IC Price Income Temp Lag-temp
0.386 0.27 78 41 56
0.374 0.282 79 56 63
0.393 0.277 81 63 68
0.425 0.28 80 68 69
0.406 0.272 76 69 65
0.344 0.262 78 65 61
0.327 0.275 82 61 47
0.288 0.267 79 47 32
0.269 0.265 76 32 24
0.256 0.277 79 24 28
0.286 0.282 82 28 26
0.298 0.27 85 26 32
0.329 0.272 86 32 40
0.318 0.287 83 40 55
0.381 0.277 84 55 63
0.381 0.287 82 63 72
0.47 0.28 80 72 72
0.443 0.277 78 72 67
0.386 0.277 84 67 60
0.342 0.277 86 60 44
0.319 0.292 85 44 40
0.307 0.287 87 40 32
0.284 0.277 94 32 27
0.326 0.285 92 27 28
0.309 0.282 95 28 33
0.359 0.265 96 33 41
0.376 0.265 94 41 52
0.416 0.265 96 52 64
0.437 0.268 91 64 71

1. Define the first-order linear model.

a. E(Y) =   β0 +   β1X1 +  β2X2 +  β3X3 + β4X4

b. E(Y)      =          β1X1 +  β2X2 +  β3X3 + β4X4 + e

c. E(Y)      =   β0 +   β1X1 + e

d. None of the above

2. Now fit the model to the data (i.e. run the regression). [I] What proportion of the total variation in ice cream consumption is explained by the regression? [II] What is the name of the statistic used to obtain this information?

a. About 92%; F statistic

b. About 85%; Mean square regression

c. About 1.89%; Coefficient of determination

d. About 85%; Coefficient of determination

e. None of the above

3. Define the null hypothesis for the regression model. What test of significance is used to test this hypothesis?

a. H0: β1 = β2 = β3 = β4 = 0; F

b. H0: β0 = β1 = β2 = β3 = β4 = 0;   F

c. H0: β1 = β2 = β3 = β4 = 0;   t

d. At least one of the coefficients is not equal to zero; F

e. None of the above

4. What is your conclusion, and the basis for your conclusion?

a. Reject H0. Regression is significant; p-value > 0.01

b. Do not reject H0. Regression is NOT significant; p-value < 0.01

c. Do not reject H0. Regression is significant; p-value < 0.01

d. Reject H0. Regression is significant; p-value < 0.01

e. None of the above

5. Upon what basis would this model be useful in predicting ice cream consumption?
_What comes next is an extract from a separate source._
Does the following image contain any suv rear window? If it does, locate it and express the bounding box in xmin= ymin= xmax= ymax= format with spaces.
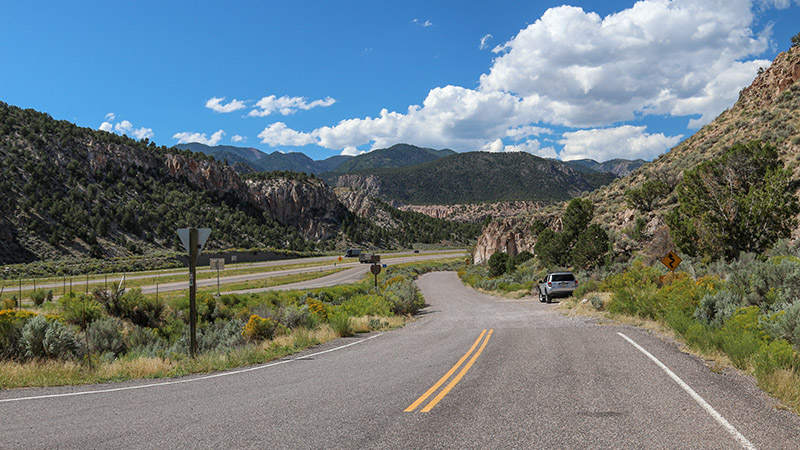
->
xmin=551 ymin=273 xmax=575 ymax=281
a. If R-square is reasonably high and the t values are significant

b. If R-square is reasonable high

c. If F is significant and R-square is reasonably high

d. If F is significant, regardless of the size of R-square

e. If mean square regression is 100 percent

f. None of the above

6. If the model is statistically significant, then how much ice cream consumption is predicted if X1 = 0.35, X2 = 90, X3 = 50, and X4 = 50? To avoid rounding error, it is better to perform your calculations on spreadsheet.

a. 0.2580

b. 0.3429

c. 0.3578

d. None of the above

7. Which of the following is a measure of unexplained variation in the study? What is its value?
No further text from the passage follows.